Potassium Sorbate C6H7KO2 ist in der EU als Lebensmittelzusatzstoff zugelassen. Man erkennt es auch unter der E-Nummer 202. Aber man kennt es auch als Kaliumsorbat, es ist das Kaliumsalz der Sorbinsäure. In der Natur kommt es in den unreifen Früchten der Eberesche vor, wird aber fast ausschließlich industriell hergestellt.

Wo kommt Potassium Sorbate vor und warum?
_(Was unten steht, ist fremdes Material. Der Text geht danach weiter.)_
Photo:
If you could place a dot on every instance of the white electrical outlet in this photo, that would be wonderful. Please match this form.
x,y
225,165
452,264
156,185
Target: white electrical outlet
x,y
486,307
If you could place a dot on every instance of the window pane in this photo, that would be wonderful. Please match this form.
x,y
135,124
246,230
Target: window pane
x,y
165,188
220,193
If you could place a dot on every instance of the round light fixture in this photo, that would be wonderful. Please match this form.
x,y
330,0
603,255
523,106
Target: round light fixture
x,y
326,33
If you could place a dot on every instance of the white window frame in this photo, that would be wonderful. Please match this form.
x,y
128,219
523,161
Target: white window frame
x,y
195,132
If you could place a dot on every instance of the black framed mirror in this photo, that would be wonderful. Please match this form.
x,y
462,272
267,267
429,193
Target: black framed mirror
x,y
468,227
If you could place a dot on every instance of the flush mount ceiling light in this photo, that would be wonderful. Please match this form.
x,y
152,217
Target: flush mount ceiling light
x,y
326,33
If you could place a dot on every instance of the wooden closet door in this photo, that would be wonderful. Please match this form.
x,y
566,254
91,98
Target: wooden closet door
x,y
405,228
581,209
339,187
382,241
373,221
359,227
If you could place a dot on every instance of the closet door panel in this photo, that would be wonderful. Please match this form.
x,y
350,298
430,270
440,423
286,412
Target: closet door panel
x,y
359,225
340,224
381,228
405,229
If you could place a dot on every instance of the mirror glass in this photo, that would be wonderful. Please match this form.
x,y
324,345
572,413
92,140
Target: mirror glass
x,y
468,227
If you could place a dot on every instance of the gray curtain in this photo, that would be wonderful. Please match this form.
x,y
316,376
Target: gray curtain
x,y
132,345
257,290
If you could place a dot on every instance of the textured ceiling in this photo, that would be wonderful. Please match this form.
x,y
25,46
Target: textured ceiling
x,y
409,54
Sowohl in Lebensmitteln, als auch in Naturkosmetika wird es als Konservierungsmittel verwendet. Für die Produzenten stellt es oft eine Alternative zu Parabenen dar. Es wirkt beispielsweise gegen Bakterien und Hefepilze. Für gesunde Menschen ist es unbedenklich. Allerdings gibt es auch Gegner von Sorbinsäure, die die Anwendung als kritisch betrachten.

Gefahren und Risiken von Potassium Sorbate

Obwohl der Stoff als sicher gilt und sogar in Naturkosmetik verwendet werden darf, hat es Studien gegeben, die negative Wirkungen fest gestellt haben sollen. Es soll Haut und Haare irritieren. Soll sich negativ auf das Immunsystem auswirken und sich negativ auf die DNA auswirken. Die höchstmenge in der es aufgenommen werden soll, liegt bei 875mg pro Tag.

Wie representativ diese Studien sind, kann an dieser Stelle nicht hinreichend geklärt werden, aber sicher ist sicher.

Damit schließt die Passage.